Youtuber Nasim Aghdam é a autora do tiroteio na sede da gigante tecnológica

A mulher, de 39 anos, feriu três pessoas e depois suicidou-se. O pai de Nasim Aghdam avisou na polícia de que a filha poderia estar a dirigir-se à sede do YouTube porque "ela odiava" a empresa

A polícia já identificou a mulher que fez vários disparos na sede do YouTube, em San Bruno, perto de São Francisco, na terça-feira. Trata-se de Nasim Najafi Aghdam, de 39 anos, residente em San Diego, que tinha vários canais de vídeos na plataforma digital.

De acordo com as autoridades, a mulher suicidou-se após o tiroteio, num caso visto pela polícia como uma "divergência pessoal". As investigações sobre os motivos que levaram Nasim Aghfam a disparar na sede do YouTube ainda decorrem, mas existe outra versão sobre o que poderá estar na origem deste tiroteio.

Segundo o pai de Nasim Aghfam, ela estava muito irritada pela forma como a gigante tecnológica discriminava os seus vídeos.
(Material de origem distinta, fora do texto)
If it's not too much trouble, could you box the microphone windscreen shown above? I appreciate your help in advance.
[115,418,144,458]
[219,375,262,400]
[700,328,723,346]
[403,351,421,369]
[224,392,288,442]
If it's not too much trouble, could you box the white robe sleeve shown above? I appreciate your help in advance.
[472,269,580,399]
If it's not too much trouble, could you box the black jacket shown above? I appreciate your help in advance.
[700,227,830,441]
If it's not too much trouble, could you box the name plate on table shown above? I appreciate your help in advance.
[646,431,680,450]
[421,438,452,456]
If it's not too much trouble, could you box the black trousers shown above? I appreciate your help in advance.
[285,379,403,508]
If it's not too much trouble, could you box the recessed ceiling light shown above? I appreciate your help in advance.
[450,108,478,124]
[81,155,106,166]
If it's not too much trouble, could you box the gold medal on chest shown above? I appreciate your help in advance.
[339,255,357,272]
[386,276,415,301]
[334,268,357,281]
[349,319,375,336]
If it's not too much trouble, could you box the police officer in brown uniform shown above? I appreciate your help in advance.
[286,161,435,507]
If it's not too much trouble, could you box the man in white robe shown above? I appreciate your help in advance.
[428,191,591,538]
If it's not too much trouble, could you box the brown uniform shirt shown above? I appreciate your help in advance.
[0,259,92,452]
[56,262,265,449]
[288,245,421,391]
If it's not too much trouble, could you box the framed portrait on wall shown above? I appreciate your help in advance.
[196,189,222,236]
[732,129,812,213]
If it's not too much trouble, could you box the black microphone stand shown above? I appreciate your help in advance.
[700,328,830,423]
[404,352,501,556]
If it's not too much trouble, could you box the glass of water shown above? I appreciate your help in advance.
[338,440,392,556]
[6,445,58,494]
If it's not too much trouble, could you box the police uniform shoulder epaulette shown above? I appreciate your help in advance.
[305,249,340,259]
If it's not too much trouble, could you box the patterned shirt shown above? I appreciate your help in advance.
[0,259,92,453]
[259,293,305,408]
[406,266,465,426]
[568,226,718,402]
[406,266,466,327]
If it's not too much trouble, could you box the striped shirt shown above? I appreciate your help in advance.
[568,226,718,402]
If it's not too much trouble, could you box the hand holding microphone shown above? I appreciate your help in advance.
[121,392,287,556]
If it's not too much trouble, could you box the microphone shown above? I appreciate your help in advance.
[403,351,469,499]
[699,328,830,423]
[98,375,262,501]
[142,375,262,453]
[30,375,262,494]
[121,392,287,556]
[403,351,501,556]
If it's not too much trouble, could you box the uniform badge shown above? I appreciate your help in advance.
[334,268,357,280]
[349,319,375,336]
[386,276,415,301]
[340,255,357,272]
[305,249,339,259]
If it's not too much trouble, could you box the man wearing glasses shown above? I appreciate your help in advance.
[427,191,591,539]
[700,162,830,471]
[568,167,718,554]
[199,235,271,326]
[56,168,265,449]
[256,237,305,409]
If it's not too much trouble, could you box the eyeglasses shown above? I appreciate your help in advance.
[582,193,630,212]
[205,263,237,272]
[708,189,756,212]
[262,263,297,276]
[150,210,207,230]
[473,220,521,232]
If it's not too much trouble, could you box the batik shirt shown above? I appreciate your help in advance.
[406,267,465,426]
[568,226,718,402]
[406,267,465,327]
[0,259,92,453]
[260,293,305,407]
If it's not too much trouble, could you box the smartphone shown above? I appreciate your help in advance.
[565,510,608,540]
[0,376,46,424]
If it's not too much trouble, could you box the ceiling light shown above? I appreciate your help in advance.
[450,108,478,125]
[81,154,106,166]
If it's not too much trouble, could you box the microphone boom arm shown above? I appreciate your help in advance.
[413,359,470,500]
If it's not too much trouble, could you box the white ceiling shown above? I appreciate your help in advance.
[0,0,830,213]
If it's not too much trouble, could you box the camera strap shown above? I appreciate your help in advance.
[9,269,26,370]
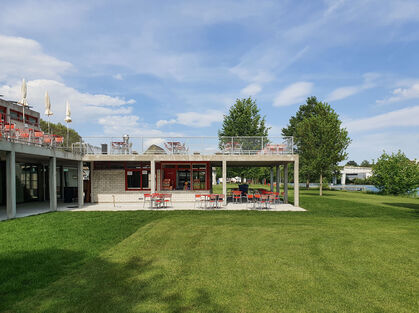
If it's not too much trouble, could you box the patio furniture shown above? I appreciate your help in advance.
[163,193,173,208]
[143,193,151,208]
[164,141,188,154]
[208,194,218,208]
[151,193,164,208]
[258,194,269,209]
[231,190,242,203]
[216,194,224,208]
[194,195,205,208]
[246,194,256,208]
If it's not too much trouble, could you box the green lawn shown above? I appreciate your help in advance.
[0,191,419,312]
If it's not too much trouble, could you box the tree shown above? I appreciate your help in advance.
[218,97,270,177]
[282,97,324,189]
[296,98,351,195]
[346,161,358,166]
[40,120,81,147]
[371,150,419,195]
[360,160,371,167]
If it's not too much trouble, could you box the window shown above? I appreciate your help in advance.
[125,162,151,190]
[126,170,141,189]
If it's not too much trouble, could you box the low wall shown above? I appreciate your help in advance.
[91,170,209,203]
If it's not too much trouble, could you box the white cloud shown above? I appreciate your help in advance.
[156,110,223,128]
[0,79,135,123]
[377,82,419,103]
[273,82,313,107]
[156,119,177,127]
[240,84,262,96]
[112,73,124,80]
[345,105,419,132]
[0,35,73,82]
[326,73,379,101]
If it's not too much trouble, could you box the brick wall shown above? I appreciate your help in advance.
[91,170,209,203]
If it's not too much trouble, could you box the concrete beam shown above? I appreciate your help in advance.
[294,154,300,206]
[48,157,57,211]
[284,163,288,203]
[6,151,16,218]
[150,160,156,193]
[269,166,274,192]
[77,161,84,208]
[223,160,227,204]
[340,173,346,185]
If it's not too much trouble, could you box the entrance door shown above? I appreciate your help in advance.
[163,168,176,190]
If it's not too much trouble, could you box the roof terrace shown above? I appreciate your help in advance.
[75,135,294,155]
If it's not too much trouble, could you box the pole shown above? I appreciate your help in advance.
[67,122,69,148]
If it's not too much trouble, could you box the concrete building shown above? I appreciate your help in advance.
[0,96,299,219]
[340,166,372,185]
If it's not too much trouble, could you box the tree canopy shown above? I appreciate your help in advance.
[218,97,269,137]
[40,119,81,147]
[282,97,351,195]
[346,161,358,166]
[218,97,270,177]
[371,150,419,195]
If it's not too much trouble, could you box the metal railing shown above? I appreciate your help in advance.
[79,135,294,155]
[0,113,82,153]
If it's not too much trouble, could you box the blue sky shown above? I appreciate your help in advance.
[0,0,419,162]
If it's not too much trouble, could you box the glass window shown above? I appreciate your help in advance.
[141,170,151,189]
[126,170,141,189]
[193,170,206,190]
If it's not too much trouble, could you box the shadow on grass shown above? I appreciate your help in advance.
[2,250,226,313]
[383,201,419,213]
[0,249,84,311]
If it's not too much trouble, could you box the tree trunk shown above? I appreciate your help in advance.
[320,173,323,196]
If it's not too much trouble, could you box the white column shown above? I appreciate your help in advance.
[223,160,227,204]
[6,151,16,218]
[48,157,57,211]
[294,155,300,206]
[211,167,217,186]
[340,172,346,185]
[269,166,274,192]
[150,160,156,193]
[77,161,84,208]
[284,163,288,203]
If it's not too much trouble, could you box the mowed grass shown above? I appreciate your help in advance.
[0,191,419,312]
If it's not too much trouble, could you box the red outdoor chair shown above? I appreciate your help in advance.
[231,190,242,203]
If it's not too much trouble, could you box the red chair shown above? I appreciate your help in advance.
[54,136,64,144]
[193,194,205,208]
[144,193,151,208]
[231,190,242,203]
[163,193,173,208]
[216,194,224,208]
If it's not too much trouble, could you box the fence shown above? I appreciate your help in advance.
[79,135,294,155]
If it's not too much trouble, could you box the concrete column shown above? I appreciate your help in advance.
[211,167,217,185]
[77,161,84,208]
[284,163,288,203]
[340,172,346,185]
[60,166,64,200]
[48,157,57,211]
[150,160,156,193]
[294,155,300,206]
[269,166,274,192]
[223,160,227,204]
[276,165,281,193]
[6,151,16,218]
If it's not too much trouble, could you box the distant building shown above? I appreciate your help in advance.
[0,99,40,130]
[340,166,372,185]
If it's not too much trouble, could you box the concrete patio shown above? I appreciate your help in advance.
[0,201,306,221]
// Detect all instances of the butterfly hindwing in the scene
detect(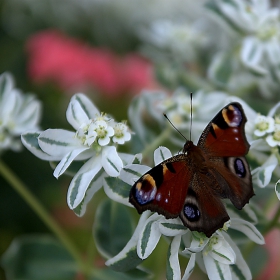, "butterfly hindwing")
[180,173,229,237]
[129,154,192,218]
[129,102,254,237]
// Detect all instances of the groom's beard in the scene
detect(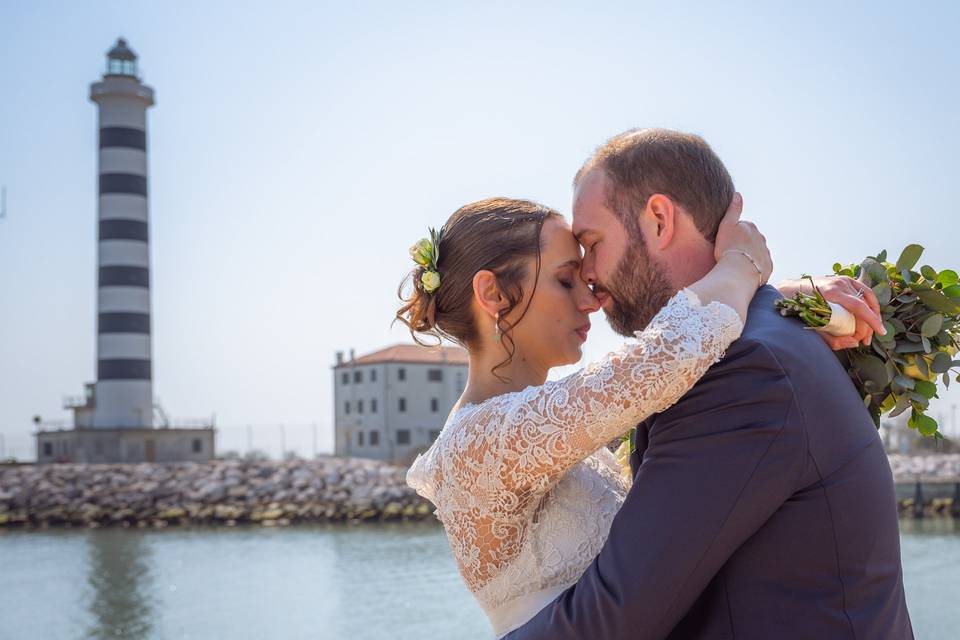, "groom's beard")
[594,237,676,337]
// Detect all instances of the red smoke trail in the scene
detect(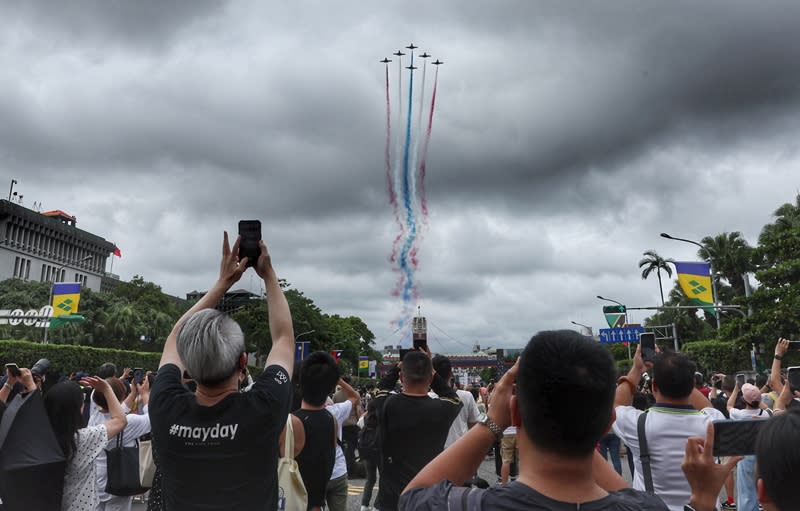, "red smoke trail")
[384,63,403,262]
[419,66,439,220]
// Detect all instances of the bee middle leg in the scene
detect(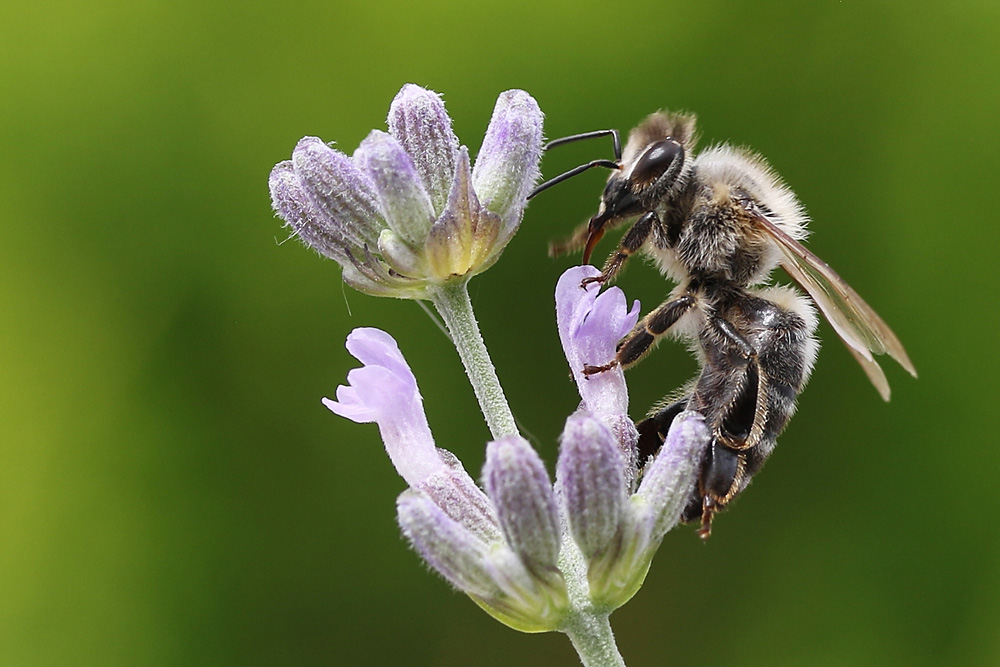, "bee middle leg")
[709,316,768,450]
[583,294,698,375]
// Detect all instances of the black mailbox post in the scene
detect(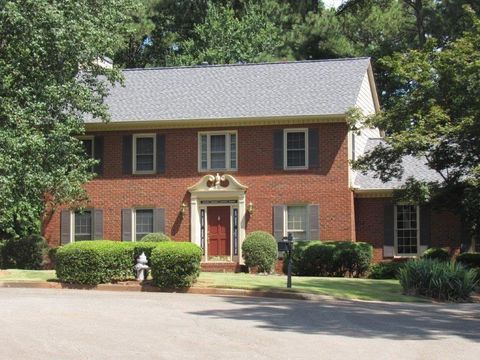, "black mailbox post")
[278,233,293,289]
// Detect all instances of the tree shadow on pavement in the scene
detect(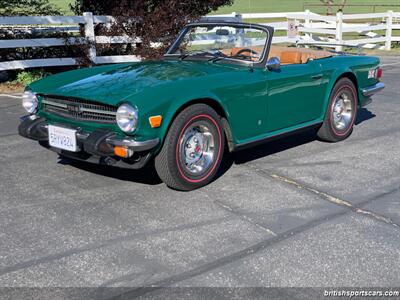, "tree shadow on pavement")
[58,157,162,185]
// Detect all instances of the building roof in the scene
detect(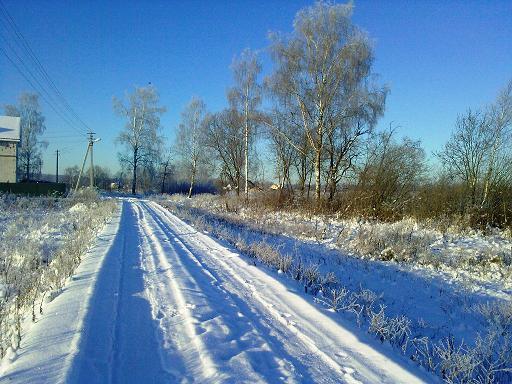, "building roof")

A mulher culpava o YouTube por ter perdido visualizações que lhe asseguravam o dinheiro para a renda da casa.

Em janeiro, publicou no YouTube um vídeo acusando a empresa de "discriminar" e "filtrar" os seus conteúdos. "Não há oportunidades iguais de crescimento no YouTube", criticou.

A empresa YouTube "parou com tudo" e "ela ficou zangada" disse Ismail Aqhdam, pai de Nassin entrevistado pelo telefone pela Bay Area News Group.

O pai de Nassim disse que avisou na polícia de que a filha poderia estar a dirigir-se à sede da YouTube porque "ela odiava" a empresa

Os utilizadores que difundem vídeos através do YouTube podem receber dinheiro através dos anúncios publicitários que acompanham as imagens, mas a rede social pode suspender os pagamentos caso o material vídeo seja considerado pouco apropriado ou se tiver menos de mil visualizações.

Ismail Aqhdam disse que a filha desapareceu na segunda-feira e que não atendeu o telefone durante dois dias, acrescentando que a família foi contactada na terça-feira pela polícia informando que Nassim estava a dormir no interior da viatura onde se encontrava.

O pai de Nassim disse que avisou na polícia de que a filha poderia estar a dirigir-se à sede da YouTube porque "ela odiava" a empresa.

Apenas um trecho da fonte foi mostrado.